Structured light is often the preferred method to measure the adhesive bead parameters. In such systems, a line light is projected at a known angle onto the seal and viewed from a different angle using a machine-vision system. Triangulation methods compute its height and width from which shape and volume measurements can be made.
“Since many systems designed for this task incorporate a single structured laser light and a single camera,” says Rudolf Resch, managing director of Quiss (Puchheim, Germany; www.quiss.com), “they are limited in their ability to properly follow the bead track.” Since the adhesive extruding nozzle, the structured laser lighting, and the camera housing are fixed in a single housing and the bead track may curve at angles of 90º, the complete system must also turn at 90º. In some cases, this can result in corner bead profile information being lost. This problem can be overcome by decoupling the extruding nozzle and the imaging system using an additional mechanical interface attached to the robot. “All this, of course,” says Resch, “results in additional system-engineering costs.”
To overcome these limitations, Quiss has developed the RTVision.h, a sensor that uses a novel LED-based lighting approach and multiple cameras to continuously monitor adhesive bead application at speeds between 200 and 300 mm/s (see figure). Installed directly onto the extruding nozzle, the sensor does not employ conventional structured laser lighting but rather a ring of 18 segments of red ultrabright LED lights. Light from these LEDs is focused into a circular ring of light at a working distance of 12 cm from the part to be inspected. “By projecting a circular rather than a linear light on the adhesive bead,” says Resch, “the problem of cornering is eliminated, since there will always be a part of the light ring crossing the bead. Thus, the lighting and image sensor do not need to be decoupled to capture line profiles.”
Six cameras image the bead profile. These images are distorted by the amount of the profile; the nearly triangular distortion calculates the height, width, and volume profile of the adhesive. Quiss RTVision.h sensor uses an LED-based lighting approach and multiple cameras to continuously monitor adhesive bead application at speeds between 200 and 300 mm/s (inset).

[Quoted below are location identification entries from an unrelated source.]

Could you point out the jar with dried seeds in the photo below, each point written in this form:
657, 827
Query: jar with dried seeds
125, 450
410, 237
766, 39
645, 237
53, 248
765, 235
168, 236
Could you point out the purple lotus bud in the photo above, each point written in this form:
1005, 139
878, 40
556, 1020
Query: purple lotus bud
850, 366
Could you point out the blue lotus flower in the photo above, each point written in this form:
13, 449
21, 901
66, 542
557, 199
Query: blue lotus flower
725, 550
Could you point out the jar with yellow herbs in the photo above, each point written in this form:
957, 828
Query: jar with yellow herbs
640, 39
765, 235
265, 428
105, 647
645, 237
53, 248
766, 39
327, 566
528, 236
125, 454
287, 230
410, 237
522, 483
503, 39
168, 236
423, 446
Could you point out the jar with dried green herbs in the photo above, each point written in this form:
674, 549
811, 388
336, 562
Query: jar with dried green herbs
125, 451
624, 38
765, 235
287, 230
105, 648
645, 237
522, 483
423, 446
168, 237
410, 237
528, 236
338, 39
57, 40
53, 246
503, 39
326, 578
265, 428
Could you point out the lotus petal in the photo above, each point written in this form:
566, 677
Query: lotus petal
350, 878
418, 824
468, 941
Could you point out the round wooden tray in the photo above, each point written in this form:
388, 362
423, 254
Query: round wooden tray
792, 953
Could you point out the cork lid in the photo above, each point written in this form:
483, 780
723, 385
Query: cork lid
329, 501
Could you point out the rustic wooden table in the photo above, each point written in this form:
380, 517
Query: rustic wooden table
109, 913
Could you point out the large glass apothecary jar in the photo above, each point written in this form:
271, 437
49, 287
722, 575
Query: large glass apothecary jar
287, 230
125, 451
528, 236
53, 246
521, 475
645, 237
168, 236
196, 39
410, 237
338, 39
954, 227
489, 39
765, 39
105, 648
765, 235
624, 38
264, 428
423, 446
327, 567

To image the line profile of the projected ringlight, Quiss has incorporated no less than six monochrome CCD cameras into the head of the RTVision.h sensor. In this way, there will always be at least two cameras that can image the line profile of the adhesive bead. These images are then digitized using two PC-2 Vision frame grabbers from DALSA (Waterloo, ON, Canada; www.dalsa.com), each with three RS-170 inputs into an industrial PC.
Once digitized, the height profile of the adhesive bead can be calculated. Here again, Quiss has used some novel image- processing methods to perform this calculation. Because six cameras are used to image the part, there is no need to rotate the cameras to perform these measurements. Once captured, all six images can be displayed on the systems user interface.
“If, for example, the part being imaged is flat,” explains Resch, “the resultant images would all be circular since no profile would be present.” However, since the part is not flat, the resultant circular images are distorted by the amount of that profile. This can bee seen as triangular features within the images that represent height profile.
To detect the presence of noise, all six images are first thresholded. Any noise will then appear as bright spots within the image. To measure the height profile, several height measurements under the near triangular deviation of each image is measured. “Images that incorporate a large amount of noise are less heavily weighted than those that present less noise,” says Resch. “Similarly, height profile measurements between images are compared and should specific height profile measurements occur more often these measurements are more heavily weighted.”
In this way, the system can determine more exactly the profile height measurement for the bead seam. Once such height and width measurements are made, the system dynamically calculates the volume measurement of the adhesive, providing dynamic feedback to the extruding nozzle.